Pollution Cut, No Change in Reliability
Green energy is getting a bit of a tail wind now
that a major grid operator is saying that the power
source can provide clean power without jeopardizing
reliability. Critics, though, immediately pounced on
the study, saying that it was performed by GE Energy
Consulting, whose parent has high stakes in wind
production.
Specifically, the
PJM Interconnection that operates the
transmission network over a 13-state region
primarily in the eastern United States says that if
20 percent of the area’s electricity came from wind
or solar then it would cut energy prices by $9
billion.

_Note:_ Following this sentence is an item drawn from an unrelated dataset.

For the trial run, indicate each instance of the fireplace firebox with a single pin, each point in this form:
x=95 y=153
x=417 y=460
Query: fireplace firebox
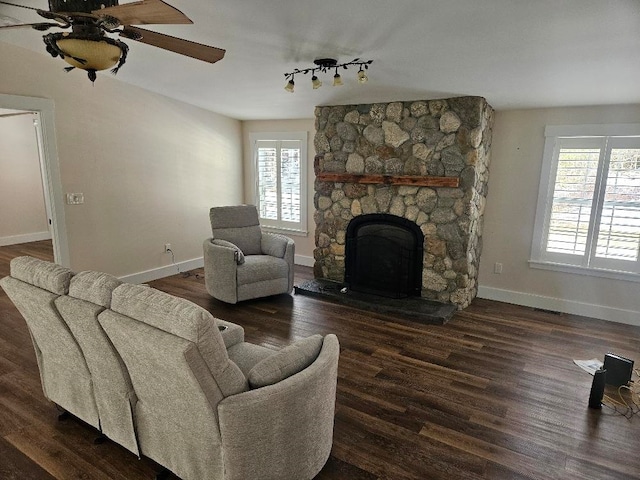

And, if 30 percent came from those same
fuels, it would reduce those costs by $13 billion
and that it would not have any affect on grid
reliability.
Meantime, under the 20 percent scenario, carbon
dioxide releases are cut by 18 percent while under
the 30 percent case study, those emissions are
reduced by 29 percent. The study also said that
investments would need to be made in the
transmission system: If the region obtained 20
percent of its energy from wind and solar then 820
miles of wire would have to be installed for around
$3.8 billion. If 30 percent then as much as 2,946
miles of new transmission would need to strung for
as much as $14 billion.
However, “Expansion from 20 percent to 30 percent
does not appear to be economically attractive,” says
GE’s findings.
Skeptics of green power remain dubious given that
wind and solar are intermittent sources. That makes
it difficult for the “traffic cops” to schedule
those fuels so that the electricity keeps flowing.
Those grid managers’ task is to maintain reliability
with the lowest-priced fuels.
Consider California: It now has 3,000 megawatts of
wind. In a few years, that will be 7,000 megawatts.
A few years later, it will be 10,000 megawatts. By
2020, the goal is to have 33 percent of electricity
generated from renewable energy. To that end, the
wind does not blow on demand.
“In addition to the costs of wind power capacity to
project developers, there were other costs to be
considered when evaluating wind energy in a policy
context,” says Michael Giberson, an economic
professor at Texas Tech, writing for the
Knowledge Problem. Among them: new transmission
and grid integration, and added cycling costs.
Wind and solar need backup generation if they are
not available. But such “firming” is expensive, and
potentially dirty. If coal plants are “cycled” up
and down, they will release more pollutants per unit
of output than if they ran full steam ahead.
The
American Wind Energy Association is applauding
the GE exam while pouring cold water on the
Professor Giberson’s comments, noting that his
studies are underwritten by fossil-fuel interests.
It says that 74 utilities bought wind energy last
year and that numerous ones have explained that they
are making these purchases because the fuel is
least-cost option to consumers.
It is pointing to a
U.S. Energy Information Administration analysis
that says the states with most wind energy have
their electricity prices lower than those that have
not developed such programs.
“All data indicate that wind energy is keeping
electric bills low for consumers,” says Michael
Groggin, an analyst with the wind group. “Adding
wind energy to the grid displaces the most expensive
power plants first, so even modest additions of wind
energy cause significant reductions in the
electricity prices paid by homeowners and
businesses.”
In the coming days, PJM will formally showcase its
study and thereby better enunciate the assumptions
that have been used while defending the conclusions
that have been reached. That’s vitally important,
given that the results are presented in its name --
an independent authority on all matters tied to
transmission operation and grid integration.